While the numbers in the present Parliament would still leave the majority party in control, increased pressure from the opposition benches could make life difficult for a UNC government to survive the constitutional term of office. The Prime Minister therefore had to play a restraining rather than a “powerful-stupid” hand and resisted any “basket” she may have been given to fire Prakash and put the COP firmly in its place.
As a close-up witness to the unravelling of a UNC government, the surrender of Manning in 1995 and 2010, Persad-Bissessar understands that she has to be very wary of taking precipitate action, although she has the power, lest she finds herself in charge of a government stymied by a lack of legitimacy.
But Persad-Bissessar is not the only one fighting a battle of political survival. Ramadhar is in a political vice between adhering to the “new politics” of principle set down by the founders of the COP or succumbing to the “politics that has its own morality,” the blueprint for raw politics set down by former UNC leader Panday, a politics that is being adhered to in the present.
Specifically, Ramadhar finds it difficult to digest the overnight somersault on the Caribbean Court of Jus- tice when only yesterday the UNC was so definitively against it because of alleged incapacity of Caribbean jurists and because, too, the PP had pledged in its election manifesto that people must have their say in a referendum before the Privy Council is abandoned.
In the circumstances Ramadhar is stuck between those in the COP holding fast to the principle of “new politics” and those in the party who consider themselves realists and pragmatic about remaining in government. In such a position Ramadhar is probably finding it difficult to recognise whatever may be his own political instincts and ambitions.
Ramadhar however seems determined to hold to the position on a referendum on the CCJ. He is doing so notwithstanding his own acceptance of the agreed position on “collective Cabinet responsibility.” Is Ramadhar’s insistence on the referendum because the decision to move to the CCJ is one that was not discussed and sanctioned by the Cabinet but rather decided by the Prime Minister and her inner Cabinet?
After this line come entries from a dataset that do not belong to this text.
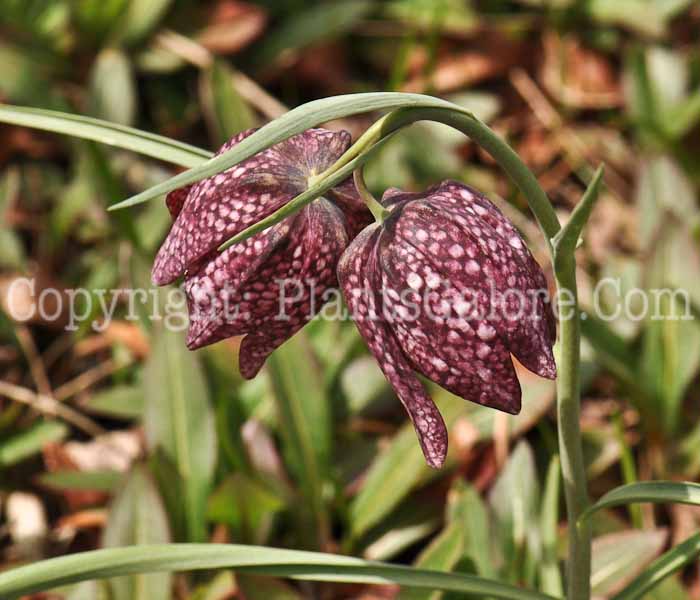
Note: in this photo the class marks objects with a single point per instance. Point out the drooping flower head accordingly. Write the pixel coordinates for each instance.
(268, 286)
(447, 288)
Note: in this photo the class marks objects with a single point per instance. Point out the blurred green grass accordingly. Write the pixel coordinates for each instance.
(315, 453)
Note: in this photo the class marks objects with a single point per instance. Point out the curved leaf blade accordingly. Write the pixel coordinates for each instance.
(656, 492)
(292, 123)
(112, 134)
(314, 566)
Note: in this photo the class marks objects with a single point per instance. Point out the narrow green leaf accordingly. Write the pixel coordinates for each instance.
(179, 419)
(550, 573)
(314, 191)
(112, 134)
(656, 492)
(30, 442)
(137, 516)
(298, 564)
(295, 121)
(471, 513)
(664, 566)
(140, 18)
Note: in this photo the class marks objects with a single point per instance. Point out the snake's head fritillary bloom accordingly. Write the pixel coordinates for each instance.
(447, 288)
(270, 285)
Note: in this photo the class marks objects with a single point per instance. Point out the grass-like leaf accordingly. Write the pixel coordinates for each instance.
(258, 560)
(105, 132)
(657, 492)
(664, 566)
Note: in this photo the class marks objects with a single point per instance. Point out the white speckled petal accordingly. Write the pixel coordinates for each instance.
(220, 206)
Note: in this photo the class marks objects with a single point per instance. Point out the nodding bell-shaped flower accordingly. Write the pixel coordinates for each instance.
(270, 285)
(447, 288)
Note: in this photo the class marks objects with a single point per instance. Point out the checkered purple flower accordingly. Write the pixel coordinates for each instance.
(238, 291)
(447, 288)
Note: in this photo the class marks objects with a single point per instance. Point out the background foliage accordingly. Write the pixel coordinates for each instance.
(122, 436)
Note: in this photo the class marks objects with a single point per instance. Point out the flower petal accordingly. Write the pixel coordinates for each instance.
(216, 287)
(175, 200)
(357, 273)
(220, 206)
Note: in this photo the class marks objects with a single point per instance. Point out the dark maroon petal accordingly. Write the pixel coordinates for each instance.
(239, 291)
(225, 204)
(464, 355)
(357, 215)
(357, 275)
(311, 274)
(515, 279)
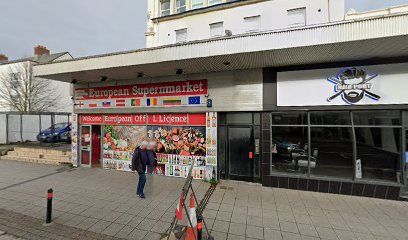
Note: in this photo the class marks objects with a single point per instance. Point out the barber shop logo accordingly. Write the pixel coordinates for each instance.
(353, 84)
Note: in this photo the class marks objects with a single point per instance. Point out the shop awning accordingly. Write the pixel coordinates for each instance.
(369, 38)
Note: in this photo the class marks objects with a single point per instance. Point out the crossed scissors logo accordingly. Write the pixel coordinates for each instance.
(352, 84)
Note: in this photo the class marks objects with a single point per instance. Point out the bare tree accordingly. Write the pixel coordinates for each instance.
(21, 91)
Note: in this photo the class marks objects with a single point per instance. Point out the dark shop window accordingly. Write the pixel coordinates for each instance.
(386, 117)
(221, 151)
(289, 150)
(379, 151)
(330, 118)
(239, 118)
(332, 152)
(289, 118)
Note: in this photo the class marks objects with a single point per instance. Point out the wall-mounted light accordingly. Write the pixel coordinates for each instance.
(179, 71)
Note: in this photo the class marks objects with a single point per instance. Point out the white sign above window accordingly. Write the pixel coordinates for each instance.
(371, 85)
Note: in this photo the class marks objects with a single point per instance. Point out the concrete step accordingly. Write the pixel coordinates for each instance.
(34, 160)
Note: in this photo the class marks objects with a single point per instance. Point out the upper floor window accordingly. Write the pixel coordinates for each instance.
(252, 24)
(217, 29)
(297, 17)
(181, 35)
(180, 6)
(214, 2)
(165, 7)
(197, 4)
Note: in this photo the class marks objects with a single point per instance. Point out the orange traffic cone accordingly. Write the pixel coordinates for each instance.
(192, 230)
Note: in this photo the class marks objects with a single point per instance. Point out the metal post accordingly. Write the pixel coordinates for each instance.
(7, 129)
(50, 196)
(199, 227)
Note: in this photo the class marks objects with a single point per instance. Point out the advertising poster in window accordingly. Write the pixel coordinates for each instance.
(118, 145)
(74, 140)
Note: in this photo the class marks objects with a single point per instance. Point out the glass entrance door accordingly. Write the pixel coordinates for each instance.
(241, 162)
(86, 143)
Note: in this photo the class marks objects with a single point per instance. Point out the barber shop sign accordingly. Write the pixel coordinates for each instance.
(354, 85)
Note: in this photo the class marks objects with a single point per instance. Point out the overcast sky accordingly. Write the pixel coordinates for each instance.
(89, 27)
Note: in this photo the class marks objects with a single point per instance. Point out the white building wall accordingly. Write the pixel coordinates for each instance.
(273, 16)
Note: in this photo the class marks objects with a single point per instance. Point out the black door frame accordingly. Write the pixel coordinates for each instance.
(251, 177)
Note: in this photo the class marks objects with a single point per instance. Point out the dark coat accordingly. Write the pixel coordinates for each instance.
(139, 160)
We will have to await the outcome of that matter for when the CCJ draft is put formally before the Cabinet. In equally difficult positions are the leaders of the Movement for Social Justice and the Tobago Organisation of the People. Behind David Abdulah is president general of the OWTU, Ancel Roget, making his views known that the union will not remain in the MSJ beyond May 24.
Abdulah must also be hearing loudly the voices of his comrades in the labour movement, agitated and bristling to teach the PP Government a lesson. With the THA elections in the offing, Ashworth Jack is fearful of losing the support of the Government in the campaign; yet he must feel uncomfortable as he gets his own political lesson that agreements brokered in good faith fall victim to political expediency.
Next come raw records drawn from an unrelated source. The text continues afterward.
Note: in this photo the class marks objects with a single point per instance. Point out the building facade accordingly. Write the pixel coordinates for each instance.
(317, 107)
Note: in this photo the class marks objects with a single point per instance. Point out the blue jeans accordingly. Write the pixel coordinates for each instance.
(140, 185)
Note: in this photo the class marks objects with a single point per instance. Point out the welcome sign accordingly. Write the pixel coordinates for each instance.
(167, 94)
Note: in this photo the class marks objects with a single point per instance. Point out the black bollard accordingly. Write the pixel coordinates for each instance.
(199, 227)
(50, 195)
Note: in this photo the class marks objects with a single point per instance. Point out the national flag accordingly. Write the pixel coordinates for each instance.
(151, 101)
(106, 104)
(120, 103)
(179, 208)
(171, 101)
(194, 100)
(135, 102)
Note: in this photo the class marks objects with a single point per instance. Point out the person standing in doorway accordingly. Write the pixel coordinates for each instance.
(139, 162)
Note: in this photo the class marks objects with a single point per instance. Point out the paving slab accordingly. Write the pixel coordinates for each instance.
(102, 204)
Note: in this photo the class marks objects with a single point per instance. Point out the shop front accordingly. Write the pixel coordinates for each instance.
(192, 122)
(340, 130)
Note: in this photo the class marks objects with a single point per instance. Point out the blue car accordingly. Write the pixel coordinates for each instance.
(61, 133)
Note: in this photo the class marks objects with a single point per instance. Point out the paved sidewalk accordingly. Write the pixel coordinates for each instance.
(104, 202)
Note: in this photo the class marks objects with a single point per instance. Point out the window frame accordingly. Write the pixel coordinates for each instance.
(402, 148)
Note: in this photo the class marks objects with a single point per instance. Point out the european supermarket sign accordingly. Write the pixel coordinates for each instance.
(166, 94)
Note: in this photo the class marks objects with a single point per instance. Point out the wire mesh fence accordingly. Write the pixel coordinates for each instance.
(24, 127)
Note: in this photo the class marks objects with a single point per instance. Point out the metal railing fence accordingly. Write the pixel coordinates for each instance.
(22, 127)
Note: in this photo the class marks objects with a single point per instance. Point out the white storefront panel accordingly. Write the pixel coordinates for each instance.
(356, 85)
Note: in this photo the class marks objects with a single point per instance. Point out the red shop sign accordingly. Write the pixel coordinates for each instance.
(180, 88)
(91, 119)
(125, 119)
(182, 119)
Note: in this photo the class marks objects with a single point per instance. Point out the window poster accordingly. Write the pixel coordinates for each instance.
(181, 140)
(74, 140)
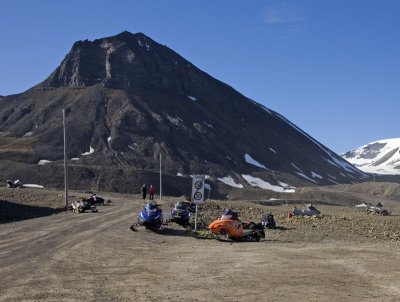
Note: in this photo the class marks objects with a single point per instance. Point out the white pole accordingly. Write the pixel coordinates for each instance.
(65, 164)
(160, 180)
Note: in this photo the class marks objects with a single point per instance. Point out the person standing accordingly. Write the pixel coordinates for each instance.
(144, 191)
(152, 191)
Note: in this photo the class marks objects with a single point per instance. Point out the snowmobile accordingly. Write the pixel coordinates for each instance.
(229, 226)
(180, 214)
(150, 217)
(93, 200)
(81, 206)
(16, 184)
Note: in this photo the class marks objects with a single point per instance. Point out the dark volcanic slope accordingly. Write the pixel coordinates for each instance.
(128, 99)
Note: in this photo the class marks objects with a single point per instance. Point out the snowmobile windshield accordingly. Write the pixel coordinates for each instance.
(181, 205)
(151, 206)
(229, 214)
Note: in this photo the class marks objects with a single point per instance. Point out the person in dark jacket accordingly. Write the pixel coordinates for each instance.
(152, 191)
(144, 191)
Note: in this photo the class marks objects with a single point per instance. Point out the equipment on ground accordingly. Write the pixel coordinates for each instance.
(230, 226)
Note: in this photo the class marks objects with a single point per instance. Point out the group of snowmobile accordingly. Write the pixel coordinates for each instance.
(228, 227)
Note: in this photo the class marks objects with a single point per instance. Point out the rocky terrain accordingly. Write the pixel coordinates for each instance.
(128, 100)
(344, 255)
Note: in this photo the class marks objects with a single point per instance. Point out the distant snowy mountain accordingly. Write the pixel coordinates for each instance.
(380, 157)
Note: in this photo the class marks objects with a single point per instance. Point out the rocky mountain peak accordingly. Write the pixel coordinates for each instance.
(124, 61)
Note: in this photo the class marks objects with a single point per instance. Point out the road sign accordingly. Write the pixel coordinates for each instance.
(198, 189)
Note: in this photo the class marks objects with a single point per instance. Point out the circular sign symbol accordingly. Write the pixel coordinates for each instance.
(198, 185)
(197, 196)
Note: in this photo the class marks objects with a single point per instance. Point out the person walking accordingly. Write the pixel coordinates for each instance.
(144, 191)
(152, 191)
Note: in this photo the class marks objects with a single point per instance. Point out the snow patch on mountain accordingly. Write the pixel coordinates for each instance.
(332, 159)
(253, 162)
(228, 180)
(91, 150)
(380, 157)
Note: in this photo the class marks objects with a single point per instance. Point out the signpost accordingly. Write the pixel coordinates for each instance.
(197, 193)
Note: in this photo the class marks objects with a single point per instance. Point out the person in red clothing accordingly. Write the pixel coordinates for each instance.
(152, 191)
Jack, for instance, must be contemplating how he would be able to face the Tobago electorate if his promises of today on constitutional reform become hostage to whatever becomes politically correct the day after a THA election. As is well known, Tobago people are serious, almost religious, on such matters and are likely to close political ranks and demand their pound of flesh if deceived. So Jack too is in a tight pants, even as he shows total loyalty to his dear Prime Minister.
Perhaps the most comfortable is the leader of the National Joint Action Committee. After 40 years in the political and economic wilderness, NJAC is obviously enjoying its time close to the seat of power. For all of the leaders, ceding the government and positions of authority and privilege is giving them nightmares.